7. The composition for use according to any one of claims 1-6, wherein the composition reduces bacterial load in the sputum of the subject, optionally by at least 0.5-3 log™ CFU/ml.

8. The composition for use according to any one of claims 1-7, wherein the composition reduces the level of one or more of Haemophilus influenzae, Pseudomonas aeruginosa, Moraxella catarrhalis, Streptococcus pneumoniae, Enterobacterales family or Staphylococcus aureus, in particular Pseudomonas aeruginosa.

9. The composition for use according to any one of claims 1-8, wherein the subject tests positive for one or more of Haemophilus influenzae, Pseudomonas aeruginosa, Moraxella catarrhalis, Streptococcus pneumoniae, Enterobacterales family or Staphylococcus aureus, in particular Pseudomonas aeruginosa.

10. The composition for use according to any one of claims 1-9, wherein the composition increases the Quality of Life Questionnaire - Bronchiectasis (QoLB) score of the subject, optionally by at least 8 points, in particular by at least 10 points.

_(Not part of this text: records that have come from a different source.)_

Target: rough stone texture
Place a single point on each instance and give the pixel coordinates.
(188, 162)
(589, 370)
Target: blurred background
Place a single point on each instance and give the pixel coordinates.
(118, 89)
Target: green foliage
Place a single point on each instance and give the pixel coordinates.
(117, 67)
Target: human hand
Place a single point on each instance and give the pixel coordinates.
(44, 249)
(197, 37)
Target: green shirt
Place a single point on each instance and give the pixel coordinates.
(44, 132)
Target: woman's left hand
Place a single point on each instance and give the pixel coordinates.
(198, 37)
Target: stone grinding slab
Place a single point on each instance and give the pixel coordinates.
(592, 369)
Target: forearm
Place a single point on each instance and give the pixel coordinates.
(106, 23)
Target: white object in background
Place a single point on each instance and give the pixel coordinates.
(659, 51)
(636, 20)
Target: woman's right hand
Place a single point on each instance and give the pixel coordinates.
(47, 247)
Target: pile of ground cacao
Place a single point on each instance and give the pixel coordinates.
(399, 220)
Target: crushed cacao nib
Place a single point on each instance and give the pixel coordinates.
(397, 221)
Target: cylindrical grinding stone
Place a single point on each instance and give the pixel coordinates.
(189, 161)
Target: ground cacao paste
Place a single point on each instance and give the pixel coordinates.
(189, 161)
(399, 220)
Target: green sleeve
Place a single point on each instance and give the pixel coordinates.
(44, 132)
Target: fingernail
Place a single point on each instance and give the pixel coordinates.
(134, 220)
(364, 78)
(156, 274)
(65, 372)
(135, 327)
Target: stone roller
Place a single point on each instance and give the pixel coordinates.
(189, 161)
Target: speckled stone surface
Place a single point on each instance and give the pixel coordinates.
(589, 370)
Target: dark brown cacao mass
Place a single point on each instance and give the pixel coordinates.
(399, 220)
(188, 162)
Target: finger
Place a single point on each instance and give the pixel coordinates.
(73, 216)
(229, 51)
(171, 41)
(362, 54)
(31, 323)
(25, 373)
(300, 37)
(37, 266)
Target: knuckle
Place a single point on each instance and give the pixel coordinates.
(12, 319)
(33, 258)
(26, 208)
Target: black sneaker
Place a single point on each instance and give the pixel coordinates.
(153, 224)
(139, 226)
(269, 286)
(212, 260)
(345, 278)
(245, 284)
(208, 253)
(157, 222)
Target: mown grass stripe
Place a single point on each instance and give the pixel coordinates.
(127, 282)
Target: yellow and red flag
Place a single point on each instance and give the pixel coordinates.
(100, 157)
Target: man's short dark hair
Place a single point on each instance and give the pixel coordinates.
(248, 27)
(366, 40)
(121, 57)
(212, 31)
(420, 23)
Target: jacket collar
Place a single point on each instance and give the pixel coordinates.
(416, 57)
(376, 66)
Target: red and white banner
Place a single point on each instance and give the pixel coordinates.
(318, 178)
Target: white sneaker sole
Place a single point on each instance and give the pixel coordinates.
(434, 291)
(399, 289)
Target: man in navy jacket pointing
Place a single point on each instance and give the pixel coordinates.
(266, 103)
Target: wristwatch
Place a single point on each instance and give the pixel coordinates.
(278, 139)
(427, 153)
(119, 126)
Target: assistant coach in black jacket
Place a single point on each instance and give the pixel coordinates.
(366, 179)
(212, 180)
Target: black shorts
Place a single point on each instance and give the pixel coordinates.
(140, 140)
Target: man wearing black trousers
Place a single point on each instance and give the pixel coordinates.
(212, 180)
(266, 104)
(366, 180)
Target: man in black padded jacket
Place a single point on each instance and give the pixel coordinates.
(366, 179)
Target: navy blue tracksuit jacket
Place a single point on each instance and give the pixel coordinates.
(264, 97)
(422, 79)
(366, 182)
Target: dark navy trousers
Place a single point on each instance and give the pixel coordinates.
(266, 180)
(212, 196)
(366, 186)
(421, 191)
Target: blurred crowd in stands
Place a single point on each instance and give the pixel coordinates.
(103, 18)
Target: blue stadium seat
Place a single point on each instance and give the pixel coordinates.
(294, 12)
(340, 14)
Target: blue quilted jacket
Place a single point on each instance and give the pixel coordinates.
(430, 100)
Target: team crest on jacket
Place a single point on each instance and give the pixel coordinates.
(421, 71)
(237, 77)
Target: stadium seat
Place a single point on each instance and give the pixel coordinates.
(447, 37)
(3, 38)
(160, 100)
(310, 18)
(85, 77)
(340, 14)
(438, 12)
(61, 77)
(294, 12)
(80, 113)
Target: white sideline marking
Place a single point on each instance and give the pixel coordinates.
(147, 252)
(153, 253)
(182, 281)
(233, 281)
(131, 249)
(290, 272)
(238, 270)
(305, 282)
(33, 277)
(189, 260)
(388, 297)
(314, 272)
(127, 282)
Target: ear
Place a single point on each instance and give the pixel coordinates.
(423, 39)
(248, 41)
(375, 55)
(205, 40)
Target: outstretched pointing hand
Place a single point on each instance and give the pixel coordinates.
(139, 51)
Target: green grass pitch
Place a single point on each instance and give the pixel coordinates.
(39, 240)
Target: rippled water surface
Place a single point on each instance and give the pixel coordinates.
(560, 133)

11. The composition for use according to any one of claims 1-10, wherein the IgG is human plasma-derived.

12. The composition for use according to any one of claims 1-11 , wherein the composition further comprises a stabilizer, optionally proline or serine.

13. The composition for use according to any one of claims 1-12, wherein the IgG is at a concentration of 2-15%, in particular 7%.

14. The composition for use according to any one of claims 1-13, wherein the IgG has a purity of at least 95%, in particular at least 98%.

15. The composition for use according to any one of claims 1-14, wherein the composition is nebulized using a vibrating membrane nebulizer.